YUM concluded and we concurred that it is more likely than not that YUM will not be subject to this tax with respect to the distribution. However, there are significant uncertainties regarding what constitutes a reasonable commercial purpose, how the safe harbor provisions for group restructurings are to be interpreted and how the taxing authorities will ultimately view the distribution. As a result, YUM’s position could be challenged by Chinese tax authorities resulting in a 10 % tax assessed on the difference between the fair market value and the tax basis of the separated China business. As YUM’s tax basis in the China business is minimal, the amount of such a tax could be significant.

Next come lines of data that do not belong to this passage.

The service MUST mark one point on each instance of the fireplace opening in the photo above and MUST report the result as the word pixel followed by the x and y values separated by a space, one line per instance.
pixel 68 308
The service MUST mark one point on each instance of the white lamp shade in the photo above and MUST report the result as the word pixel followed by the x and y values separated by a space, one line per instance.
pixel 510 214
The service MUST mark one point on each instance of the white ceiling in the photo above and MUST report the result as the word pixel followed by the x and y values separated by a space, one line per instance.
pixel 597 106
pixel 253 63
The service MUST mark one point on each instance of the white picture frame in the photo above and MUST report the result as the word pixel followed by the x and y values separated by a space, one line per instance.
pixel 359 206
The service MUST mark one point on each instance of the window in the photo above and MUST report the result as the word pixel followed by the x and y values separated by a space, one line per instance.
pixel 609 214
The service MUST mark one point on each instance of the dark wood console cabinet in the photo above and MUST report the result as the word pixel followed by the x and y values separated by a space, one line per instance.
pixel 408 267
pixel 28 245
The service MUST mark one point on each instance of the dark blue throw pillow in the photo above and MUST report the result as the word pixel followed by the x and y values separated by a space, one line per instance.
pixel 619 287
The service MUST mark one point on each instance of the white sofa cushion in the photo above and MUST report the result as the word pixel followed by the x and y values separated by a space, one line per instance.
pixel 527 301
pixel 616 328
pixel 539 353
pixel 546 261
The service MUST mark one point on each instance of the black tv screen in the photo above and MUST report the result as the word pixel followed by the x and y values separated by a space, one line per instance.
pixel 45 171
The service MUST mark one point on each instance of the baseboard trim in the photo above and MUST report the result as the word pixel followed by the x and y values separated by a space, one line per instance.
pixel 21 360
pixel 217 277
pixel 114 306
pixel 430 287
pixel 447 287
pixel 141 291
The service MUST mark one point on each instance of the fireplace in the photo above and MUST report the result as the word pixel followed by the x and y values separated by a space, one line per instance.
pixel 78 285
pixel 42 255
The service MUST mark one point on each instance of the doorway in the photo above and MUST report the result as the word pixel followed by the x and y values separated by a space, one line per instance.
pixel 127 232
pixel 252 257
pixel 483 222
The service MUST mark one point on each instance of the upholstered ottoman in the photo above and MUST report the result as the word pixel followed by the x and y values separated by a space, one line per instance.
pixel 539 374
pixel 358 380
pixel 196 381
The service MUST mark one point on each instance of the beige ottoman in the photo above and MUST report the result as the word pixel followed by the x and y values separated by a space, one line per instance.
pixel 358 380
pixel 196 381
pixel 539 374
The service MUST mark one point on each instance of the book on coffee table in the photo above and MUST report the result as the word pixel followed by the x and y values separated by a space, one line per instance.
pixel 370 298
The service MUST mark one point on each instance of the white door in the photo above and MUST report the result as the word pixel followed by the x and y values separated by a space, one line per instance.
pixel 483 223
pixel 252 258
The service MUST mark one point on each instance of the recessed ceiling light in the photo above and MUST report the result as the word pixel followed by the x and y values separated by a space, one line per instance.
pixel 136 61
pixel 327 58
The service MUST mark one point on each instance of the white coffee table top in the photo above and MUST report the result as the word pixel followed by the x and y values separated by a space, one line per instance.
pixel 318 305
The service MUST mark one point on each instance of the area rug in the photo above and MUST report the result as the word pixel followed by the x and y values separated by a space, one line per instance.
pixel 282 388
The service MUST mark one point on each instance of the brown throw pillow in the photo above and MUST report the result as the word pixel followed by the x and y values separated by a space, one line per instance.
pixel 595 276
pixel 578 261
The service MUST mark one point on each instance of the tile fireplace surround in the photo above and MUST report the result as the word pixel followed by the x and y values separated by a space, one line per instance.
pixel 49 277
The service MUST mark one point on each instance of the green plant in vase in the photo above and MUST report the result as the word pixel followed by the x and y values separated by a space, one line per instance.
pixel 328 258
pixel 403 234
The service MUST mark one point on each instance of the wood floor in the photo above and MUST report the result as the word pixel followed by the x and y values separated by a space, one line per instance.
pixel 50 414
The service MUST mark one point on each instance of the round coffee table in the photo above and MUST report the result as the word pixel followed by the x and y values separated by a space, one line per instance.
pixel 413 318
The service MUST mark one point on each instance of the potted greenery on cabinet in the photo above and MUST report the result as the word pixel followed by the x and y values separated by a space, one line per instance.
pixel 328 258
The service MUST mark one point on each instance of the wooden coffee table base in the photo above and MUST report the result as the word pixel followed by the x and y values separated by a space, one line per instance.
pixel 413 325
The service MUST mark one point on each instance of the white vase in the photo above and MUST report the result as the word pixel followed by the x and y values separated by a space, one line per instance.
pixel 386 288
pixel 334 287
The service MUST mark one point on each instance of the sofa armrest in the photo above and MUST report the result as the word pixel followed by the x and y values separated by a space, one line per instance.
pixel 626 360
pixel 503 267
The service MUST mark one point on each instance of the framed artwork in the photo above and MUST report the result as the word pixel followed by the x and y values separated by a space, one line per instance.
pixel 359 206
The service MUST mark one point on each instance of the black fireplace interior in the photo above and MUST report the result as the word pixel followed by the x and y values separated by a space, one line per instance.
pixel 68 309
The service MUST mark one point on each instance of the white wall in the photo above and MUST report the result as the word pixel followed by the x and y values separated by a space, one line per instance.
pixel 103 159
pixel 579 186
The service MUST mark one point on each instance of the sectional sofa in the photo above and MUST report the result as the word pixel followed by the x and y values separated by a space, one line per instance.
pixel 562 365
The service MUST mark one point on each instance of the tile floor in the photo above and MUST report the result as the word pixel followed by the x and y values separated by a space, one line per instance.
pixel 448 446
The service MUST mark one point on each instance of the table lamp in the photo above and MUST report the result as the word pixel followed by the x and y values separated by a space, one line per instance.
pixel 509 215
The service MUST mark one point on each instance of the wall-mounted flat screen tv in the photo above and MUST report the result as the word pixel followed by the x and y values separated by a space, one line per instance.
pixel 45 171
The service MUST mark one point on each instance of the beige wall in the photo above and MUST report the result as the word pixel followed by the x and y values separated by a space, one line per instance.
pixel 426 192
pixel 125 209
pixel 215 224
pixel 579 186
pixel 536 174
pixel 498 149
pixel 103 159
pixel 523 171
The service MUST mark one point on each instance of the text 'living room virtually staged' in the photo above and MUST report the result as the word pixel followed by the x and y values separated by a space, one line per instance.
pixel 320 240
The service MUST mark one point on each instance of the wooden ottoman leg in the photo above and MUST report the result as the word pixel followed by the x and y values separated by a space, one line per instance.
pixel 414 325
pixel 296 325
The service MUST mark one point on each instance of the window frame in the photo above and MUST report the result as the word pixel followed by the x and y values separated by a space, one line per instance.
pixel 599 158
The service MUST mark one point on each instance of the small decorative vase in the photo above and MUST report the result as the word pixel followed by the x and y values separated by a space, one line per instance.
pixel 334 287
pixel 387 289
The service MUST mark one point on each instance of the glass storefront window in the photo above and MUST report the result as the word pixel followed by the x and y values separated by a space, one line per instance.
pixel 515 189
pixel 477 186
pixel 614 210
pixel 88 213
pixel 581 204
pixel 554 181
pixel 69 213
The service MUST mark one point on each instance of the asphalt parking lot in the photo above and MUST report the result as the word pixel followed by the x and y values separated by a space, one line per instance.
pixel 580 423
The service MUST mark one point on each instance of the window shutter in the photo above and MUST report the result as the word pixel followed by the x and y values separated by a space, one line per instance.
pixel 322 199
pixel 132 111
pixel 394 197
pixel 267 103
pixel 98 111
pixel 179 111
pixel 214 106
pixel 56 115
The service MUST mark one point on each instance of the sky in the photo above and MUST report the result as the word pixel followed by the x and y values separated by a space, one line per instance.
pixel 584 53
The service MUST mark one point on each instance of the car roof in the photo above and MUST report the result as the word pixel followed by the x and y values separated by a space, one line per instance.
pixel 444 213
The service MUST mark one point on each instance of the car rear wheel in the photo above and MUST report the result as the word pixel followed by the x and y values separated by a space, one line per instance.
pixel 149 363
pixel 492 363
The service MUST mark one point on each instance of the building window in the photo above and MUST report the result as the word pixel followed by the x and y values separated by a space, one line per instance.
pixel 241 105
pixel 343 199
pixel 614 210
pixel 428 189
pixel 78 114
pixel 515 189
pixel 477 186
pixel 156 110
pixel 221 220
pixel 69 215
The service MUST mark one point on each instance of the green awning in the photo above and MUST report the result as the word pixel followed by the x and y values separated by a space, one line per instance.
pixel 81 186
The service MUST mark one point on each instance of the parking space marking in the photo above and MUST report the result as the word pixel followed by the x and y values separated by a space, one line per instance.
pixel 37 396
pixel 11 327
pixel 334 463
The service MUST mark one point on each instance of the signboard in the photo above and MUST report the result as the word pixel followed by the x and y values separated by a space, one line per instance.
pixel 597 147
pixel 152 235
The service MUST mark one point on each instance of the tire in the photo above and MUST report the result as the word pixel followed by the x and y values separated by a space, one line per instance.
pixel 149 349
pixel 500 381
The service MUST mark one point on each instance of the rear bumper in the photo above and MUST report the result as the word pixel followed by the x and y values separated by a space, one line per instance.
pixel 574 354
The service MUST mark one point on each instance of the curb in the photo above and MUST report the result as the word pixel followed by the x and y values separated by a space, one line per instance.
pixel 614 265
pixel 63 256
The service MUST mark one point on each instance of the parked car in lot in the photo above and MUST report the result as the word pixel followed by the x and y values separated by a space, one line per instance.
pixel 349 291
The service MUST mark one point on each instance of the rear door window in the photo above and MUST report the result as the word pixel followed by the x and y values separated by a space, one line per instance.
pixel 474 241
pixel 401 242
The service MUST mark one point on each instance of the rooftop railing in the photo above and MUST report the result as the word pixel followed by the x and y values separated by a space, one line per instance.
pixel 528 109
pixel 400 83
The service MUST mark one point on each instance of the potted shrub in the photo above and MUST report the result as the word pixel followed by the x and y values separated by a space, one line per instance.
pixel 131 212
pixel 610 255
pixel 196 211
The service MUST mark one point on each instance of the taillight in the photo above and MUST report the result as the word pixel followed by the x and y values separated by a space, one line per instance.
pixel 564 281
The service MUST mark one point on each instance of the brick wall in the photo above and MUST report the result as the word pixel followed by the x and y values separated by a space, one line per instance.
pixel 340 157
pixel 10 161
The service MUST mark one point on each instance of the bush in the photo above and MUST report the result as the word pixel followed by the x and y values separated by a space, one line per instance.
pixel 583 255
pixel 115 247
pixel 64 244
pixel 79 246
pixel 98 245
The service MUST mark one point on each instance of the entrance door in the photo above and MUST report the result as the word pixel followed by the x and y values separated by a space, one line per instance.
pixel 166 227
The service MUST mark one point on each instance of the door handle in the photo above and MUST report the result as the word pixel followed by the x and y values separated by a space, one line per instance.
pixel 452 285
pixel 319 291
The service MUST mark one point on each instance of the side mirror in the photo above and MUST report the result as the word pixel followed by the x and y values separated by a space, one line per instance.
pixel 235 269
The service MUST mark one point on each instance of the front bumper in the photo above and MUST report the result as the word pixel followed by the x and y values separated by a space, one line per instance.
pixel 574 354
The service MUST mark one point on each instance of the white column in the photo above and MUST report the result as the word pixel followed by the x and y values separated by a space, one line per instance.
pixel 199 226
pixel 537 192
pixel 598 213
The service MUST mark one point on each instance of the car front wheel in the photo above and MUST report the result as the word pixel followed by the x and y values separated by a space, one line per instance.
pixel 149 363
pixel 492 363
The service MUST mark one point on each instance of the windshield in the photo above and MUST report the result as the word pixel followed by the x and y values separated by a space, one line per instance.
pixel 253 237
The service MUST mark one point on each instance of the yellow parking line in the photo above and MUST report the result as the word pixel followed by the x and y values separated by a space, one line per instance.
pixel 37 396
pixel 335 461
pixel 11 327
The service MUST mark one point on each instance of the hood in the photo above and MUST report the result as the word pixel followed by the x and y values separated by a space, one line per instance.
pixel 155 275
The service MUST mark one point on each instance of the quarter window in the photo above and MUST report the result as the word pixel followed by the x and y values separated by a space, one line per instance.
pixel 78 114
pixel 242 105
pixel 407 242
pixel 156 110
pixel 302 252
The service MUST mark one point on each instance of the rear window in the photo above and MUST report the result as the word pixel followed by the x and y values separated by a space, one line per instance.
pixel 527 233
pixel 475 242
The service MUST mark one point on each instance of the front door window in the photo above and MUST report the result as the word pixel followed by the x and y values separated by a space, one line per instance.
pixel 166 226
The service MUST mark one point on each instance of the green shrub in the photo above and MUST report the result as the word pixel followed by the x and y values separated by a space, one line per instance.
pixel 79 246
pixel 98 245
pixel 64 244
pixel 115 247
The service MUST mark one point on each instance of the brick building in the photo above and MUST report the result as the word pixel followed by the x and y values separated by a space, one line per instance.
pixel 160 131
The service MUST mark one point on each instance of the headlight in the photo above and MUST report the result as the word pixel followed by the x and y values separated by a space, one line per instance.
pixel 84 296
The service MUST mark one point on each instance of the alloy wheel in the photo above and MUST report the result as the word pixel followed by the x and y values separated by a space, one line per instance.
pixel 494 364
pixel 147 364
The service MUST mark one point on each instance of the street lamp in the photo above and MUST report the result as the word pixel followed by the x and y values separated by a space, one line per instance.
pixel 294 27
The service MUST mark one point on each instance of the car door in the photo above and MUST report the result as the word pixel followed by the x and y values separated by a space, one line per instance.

Any tax liability arising from the application of Bulletin 7 to the distribution is expected to be settled in accordance with the tax matters agreement between the Company and YUM. Pursuant to the tax matters agreement, to the extent any Chinese indirect transfer tax pursuant to Bulletin 7 is imposed, such tax and related losses will be allocated between YUM and the Company in proportion to their respective share of the combined market capitalization of YUM and the Company during the 30 trading days after the separation. Such a settlement could be significant and have a material adverse effect on our results of operations and our financial condition. At the inception of the tax indemnity being provided to YUM, the fair value of the non-contingent obligation to stand ready to perform was insignificant and the liability for the contingent obligation to make payment was not probable or estimable.
Indemnification of Officers and Directors
The Company’s amended and restated certificate of incorporation and amended and restated bylaws include provisions that require the Company to indemnify directors or officers for monetary damages for actions taken as a director or officer of the Company or while serving at the Company’s request as a director or officer or another position at another corporation or enterprise, as the case may be. The Company purchases standard directors and officers insurance to cover claims or a portion of the claims made against its directors and officers. Since a maximum obligation is not explicitly stated in the Company’s bylaws or in the indemnification agreements and will depend on the facts and circumstances that arise out of any future claims, the overall maximum amount of the obligations cannot be reasonably estimated. The Company has not been required to make payments related to these obligations, and the fair value for these obligations is zero as of December 31, 2025.
Legal Proceedings
The Company is subject to various lawsuits covering a variety of allegations from time to time. The Company believes that the ultimate liability, if any, in excess of amounts already provided for these matters in the Consolidated Financial Statements, is not likely to have a material adverse effect on the Company’s annual results of operations, financial condition or cash flows. Matters faced by the Company from time to time include, but are not limited to, claims from landlords, employees, customers and others related to operational, contractual or employment issues.
Note 17 – Subsequent Events
Cash Dividend
On February 4, 2026 , the Company announced that the Board of Directors declared a cash dividend of $ 0.29 per share on Yum China’s common stock, payable on March 25, 2026 , to stockholders of record as of the close of business on March 4, 2026 . Total estimated cash dividend payable is approximately $ 102 million.